Pausing before reacting isn’t about repressing emotions. I’m not suggesting you transform into some zen cyborg humming “om” while your feelings bubble away in a cast-iron pot. It’s about creating space between the spark and the fire. It's a habit I’ve cultivated with daily effort, and here’s what I’ve learned:

  1. You Don’t Have to Answer Every Emotional Email Right Away
    Not every pang of annoyance or rush of giddy excitement requires an immediate reply. Feelings deserve attention, but they don’t always demand action on the spot.

  2. Silence Isn’t Weakness; It’s Strategy
    Pausing can feel risky, especially if you’re someone who equates silence with losing control. Truth is, control doesn’t come from talking first—it comes from choosing what to say and how to say it after you’ve sized up whatever’s in front of you.

  3. Clarity Sounds Different in the Morning
    This is my personal favorite. There’s nothing quite like rereading a 500-word text draft or recalling an unhinged confrontation and then realizing the morning after… none of it was the flex you’d imagined it to be. Trust me, sleep on it. Literally.


How It Transformed My Relationships

Since adopting my pause-centric approach to life, my relationships have shifted dramatically—for the better. That’s not to say my partner and I never bicker. We DO. We’re two real humans navigating everything from thermostat wars to deciding when (if ever) it’s time to delete our exes’ Netflix logins. But now, when I feel myself spiraling into reaction mode, I hit the brakes. Sometimes, I excuse myself to go “check on the roast” (whether or not one’s cooking is irrelevant). Other times, I simply take a deep breath and remind myself: assume good intent until proven otherwise.

Funny what space—just a couple seconds or minutes of it—can do. Arguments that once would’ve spiraled into hours-long dramas now get resolved in half the time. Even my girlfriends noticed it. “Carrie, you’re like, emotionally buffering!” one joked after an argument. I took it as a compliment.

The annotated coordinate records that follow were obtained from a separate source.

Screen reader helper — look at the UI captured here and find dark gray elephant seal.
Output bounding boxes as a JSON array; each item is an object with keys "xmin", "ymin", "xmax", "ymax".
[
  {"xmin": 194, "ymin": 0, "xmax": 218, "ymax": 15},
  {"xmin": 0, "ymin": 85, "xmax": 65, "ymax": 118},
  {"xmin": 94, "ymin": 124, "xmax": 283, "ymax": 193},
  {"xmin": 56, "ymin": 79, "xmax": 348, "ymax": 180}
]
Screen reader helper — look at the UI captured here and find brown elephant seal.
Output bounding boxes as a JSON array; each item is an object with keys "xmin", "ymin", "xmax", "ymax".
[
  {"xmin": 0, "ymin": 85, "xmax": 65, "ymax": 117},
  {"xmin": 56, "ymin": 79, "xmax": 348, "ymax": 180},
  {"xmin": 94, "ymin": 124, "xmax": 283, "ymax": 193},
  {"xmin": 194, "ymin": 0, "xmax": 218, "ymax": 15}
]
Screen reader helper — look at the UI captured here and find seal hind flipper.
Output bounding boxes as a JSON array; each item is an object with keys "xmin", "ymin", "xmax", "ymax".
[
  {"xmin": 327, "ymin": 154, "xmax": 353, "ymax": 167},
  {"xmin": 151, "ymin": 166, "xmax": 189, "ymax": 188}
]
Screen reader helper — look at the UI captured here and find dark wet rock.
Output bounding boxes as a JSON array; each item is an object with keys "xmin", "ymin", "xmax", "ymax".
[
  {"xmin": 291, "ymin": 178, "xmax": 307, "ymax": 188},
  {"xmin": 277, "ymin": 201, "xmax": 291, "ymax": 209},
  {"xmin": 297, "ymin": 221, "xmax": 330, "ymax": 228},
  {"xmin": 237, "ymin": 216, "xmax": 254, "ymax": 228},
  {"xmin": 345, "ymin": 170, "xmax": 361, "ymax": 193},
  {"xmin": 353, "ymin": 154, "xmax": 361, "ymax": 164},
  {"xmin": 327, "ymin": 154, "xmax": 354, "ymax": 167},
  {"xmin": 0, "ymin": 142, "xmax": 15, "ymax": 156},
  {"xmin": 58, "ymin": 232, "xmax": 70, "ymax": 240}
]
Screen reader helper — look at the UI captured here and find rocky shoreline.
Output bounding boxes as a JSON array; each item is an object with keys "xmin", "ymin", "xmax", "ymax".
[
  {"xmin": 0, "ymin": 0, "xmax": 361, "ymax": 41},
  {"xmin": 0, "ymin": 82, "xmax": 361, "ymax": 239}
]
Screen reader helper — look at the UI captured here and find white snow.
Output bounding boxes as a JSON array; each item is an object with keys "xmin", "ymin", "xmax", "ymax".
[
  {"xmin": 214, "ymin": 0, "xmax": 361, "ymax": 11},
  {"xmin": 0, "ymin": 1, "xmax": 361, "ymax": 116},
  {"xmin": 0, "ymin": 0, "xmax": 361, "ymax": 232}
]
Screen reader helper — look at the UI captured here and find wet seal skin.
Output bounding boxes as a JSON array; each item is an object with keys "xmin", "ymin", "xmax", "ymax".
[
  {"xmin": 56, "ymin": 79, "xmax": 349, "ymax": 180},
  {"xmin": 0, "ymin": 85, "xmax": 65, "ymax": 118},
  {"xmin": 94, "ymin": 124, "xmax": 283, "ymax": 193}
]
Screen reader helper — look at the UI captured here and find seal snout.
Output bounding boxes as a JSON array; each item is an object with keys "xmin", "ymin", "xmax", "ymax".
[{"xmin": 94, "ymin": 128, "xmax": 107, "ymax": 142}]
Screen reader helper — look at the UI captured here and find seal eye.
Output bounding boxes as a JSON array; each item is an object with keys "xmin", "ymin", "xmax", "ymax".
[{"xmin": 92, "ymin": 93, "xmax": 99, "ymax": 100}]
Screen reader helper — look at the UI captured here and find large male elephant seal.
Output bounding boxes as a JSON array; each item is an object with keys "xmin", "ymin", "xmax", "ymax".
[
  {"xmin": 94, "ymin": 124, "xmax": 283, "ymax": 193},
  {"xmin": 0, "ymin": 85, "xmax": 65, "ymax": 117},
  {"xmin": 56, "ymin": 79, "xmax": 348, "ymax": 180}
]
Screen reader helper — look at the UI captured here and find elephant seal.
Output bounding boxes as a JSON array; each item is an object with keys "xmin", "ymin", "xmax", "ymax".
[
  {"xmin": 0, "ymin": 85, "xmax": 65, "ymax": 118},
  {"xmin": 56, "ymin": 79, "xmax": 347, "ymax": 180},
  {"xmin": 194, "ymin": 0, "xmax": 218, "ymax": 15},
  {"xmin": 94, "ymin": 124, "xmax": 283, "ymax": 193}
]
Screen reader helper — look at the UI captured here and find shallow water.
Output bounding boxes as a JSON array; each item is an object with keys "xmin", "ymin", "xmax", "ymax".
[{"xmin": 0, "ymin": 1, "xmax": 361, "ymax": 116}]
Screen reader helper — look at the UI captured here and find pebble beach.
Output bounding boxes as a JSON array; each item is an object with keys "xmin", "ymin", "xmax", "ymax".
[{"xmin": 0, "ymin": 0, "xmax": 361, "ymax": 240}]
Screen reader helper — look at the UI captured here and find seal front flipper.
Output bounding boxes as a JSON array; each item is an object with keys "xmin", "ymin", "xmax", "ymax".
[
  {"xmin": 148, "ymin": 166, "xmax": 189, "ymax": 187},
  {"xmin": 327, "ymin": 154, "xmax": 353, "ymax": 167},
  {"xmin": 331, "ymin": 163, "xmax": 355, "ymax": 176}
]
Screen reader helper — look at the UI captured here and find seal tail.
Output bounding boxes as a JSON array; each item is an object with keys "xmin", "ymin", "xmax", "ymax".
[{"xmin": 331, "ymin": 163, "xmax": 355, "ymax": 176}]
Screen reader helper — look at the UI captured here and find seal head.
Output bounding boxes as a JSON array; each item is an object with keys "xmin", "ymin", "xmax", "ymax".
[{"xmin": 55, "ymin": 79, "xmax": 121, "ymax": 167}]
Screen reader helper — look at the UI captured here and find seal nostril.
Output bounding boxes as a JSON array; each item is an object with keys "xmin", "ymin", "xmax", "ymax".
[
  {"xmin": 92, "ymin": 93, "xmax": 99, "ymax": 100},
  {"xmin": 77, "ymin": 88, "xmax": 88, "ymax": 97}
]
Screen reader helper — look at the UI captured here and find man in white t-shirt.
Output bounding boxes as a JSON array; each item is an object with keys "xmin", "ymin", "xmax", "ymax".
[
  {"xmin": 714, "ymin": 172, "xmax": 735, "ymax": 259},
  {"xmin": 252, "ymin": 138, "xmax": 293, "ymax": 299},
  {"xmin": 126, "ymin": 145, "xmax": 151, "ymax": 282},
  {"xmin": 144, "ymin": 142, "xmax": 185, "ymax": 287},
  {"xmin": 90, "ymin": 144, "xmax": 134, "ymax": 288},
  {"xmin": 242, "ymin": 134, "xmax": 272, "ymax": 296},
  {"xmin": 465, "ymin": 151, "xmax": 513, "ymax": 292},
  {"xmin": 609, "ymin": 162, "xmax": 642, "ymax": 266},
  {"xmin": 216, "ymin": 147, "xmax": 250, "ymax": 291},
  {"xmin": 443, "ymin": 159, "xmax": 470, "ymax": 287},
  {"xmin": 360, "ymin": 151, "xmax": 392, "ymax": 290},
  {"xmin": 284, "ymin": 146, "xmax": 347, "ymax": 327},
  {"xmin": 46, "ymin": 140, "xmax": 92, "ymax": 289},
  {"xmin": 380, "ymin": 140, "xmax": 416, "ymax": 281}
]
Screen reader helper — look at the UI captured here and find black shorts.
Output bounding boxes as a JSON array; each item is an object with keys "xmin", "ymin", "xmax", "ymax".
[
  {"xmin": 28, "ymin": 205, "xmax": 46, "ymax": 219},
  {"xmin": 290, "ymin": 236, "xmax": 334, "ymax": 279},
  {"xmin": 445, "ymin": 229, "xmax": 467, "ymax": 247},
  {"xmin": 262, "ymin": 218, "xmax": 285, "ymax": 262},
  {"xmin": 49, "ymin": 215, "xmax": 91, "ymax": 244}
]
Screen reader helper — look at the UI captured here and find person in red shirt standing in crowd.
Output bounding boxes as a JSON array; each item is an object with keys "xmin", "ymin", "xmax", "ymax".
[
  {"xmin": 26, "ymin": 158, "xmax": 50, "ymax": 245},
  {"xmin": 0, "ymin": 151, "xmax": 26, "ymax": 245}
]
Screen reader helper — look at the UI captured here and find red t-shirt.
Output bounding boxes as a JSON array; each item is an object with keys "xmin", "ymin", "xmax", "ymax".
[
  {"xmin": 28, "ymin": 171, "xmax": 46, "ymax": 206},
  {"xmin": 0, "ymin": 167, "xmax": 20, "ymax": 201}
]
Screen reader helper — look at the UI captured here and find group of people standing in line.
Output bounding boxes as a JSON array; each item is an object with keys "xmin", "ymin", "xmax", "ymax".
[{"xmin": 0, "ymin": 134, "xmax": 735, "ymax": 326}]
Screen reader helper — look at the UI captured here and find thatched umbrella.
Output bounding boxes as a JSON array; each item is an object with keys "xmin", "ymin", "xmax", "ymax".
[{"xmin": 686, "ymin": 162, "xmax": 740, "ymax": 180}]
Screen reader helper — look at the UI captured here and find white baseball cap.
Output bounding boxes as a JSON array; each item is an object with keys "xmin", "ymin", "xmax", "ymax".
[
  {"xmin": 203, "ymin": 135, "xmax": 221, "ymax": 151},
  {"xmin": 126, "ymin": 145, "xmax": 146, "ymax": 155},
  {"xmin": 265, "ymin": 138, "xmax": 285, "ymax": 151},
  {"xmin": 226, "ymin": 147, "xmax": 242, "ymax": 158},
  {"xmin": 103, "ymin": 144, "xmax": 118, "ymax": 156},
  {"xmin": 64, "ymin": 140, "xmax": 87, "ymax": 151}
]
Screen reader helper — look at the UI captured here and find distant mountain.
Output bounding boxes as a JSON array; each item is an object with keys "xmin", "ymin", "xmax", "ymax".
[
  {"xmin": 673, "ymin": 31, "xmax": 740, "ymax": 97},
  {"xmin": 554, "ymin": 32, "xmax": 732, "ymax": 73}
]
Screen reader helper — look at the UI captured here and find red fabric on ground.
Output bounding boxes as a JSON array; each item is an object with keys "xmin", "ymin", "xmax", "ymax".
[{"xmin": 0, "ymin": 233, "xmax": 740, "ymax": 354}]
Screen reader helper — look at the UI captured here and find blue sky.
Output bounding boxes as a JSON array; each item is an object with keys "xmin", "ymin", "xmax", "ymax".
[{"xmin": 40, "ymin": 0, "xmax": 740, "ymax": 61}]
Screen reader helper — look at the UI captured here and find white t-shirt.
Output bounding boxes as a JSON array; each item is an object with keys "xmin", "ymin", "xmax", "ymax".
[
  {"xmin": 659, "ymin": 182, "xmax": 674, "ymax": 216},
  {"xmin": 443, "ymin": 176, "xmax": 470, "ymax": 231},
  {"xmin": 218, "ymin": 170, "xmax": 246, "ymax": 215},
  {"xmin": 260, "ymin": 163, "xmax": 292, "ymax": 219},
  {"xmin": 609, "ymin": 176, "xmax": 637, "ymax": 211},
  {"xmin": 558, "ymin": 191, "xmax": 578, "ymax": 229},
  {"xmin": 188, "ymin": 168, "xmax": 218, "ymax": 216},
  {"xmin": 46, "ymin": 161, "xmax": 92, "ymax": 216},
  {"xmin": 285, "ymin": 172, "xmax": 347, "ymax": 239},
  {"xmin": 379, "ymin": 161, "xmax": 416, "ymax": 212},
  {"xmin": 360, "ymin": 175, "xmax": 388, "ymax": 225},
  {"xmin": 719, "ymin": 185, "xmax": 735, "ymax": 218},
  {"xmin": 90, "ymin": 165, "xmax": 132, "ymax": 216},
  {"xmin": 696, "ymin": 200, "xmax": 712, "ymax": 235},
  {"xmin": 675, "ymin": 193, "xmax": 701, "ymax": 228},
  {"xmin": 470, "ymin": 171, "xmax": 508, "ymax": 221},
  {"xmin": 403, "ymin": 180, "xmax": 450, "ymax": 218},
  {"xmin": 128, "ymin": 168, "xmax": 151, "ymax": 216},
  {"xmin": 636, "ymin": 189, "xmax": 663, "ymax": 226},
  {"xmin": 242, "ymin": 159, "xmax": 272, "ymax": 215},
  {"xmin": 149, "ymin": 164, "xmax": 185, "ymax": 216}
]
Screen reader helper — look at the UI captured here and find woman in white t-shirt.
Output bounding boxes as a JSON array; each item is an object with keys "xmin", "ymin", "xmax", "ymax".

How You Can Build the Habit

If you find yourself a chronic reactor like I used to be, don’t worry—this, too, can be rewired over time.

Here are a few strategies that helped me embrace the pause:

  • Set a Default Delay
    When you feel triggered, train yourself to do something completely unrelated before responding. Make tea, water your plants, or channel Olivia Pope and grab a long-stem wineglass.

  • Write It Out (Unsent)
    Draft the impulsive text or email. Edit it ruthlessly as though you’re Turner Broadcasting circa 1997 censoring Titanic. Then delete it altogether unless it still seems necessary.

  • Ask Yourself: “What’s My Goal?”
    This question is a lifesaver. Before reacting, consider whether your endgame is to connect, resolve, or just vent. Then adjust accordingly.

  • Phone a Friend—Preferably One With Restraint
    Even catharsis needs moderation. Share your feelings with that level-headed friend who listens but doesn’t feed the fire. Warning: any “you should key his car” enablers should be avoided like Atlanta traffic.


A Habit Worth Keeping

When we’re caught up in the chaos of emotion, pausing feels counterintuitive. It requires going against every instinct to fight, flee, or flood someone’s inbox with receipts. But if there’s one thing I’ve learned, it’s that the pause isn’t about suppressing yourself—it’s about showing up for yourself. Giving yourself the grace to process before you pounce.

So the next time life hands you a spark that threatens to ignite your inner flame thrower, try it. Pause. Think. Wait. After all, you’re the architect of your responses. And trust me, the designs come out a lot better when you give yourself time to grab the right tools.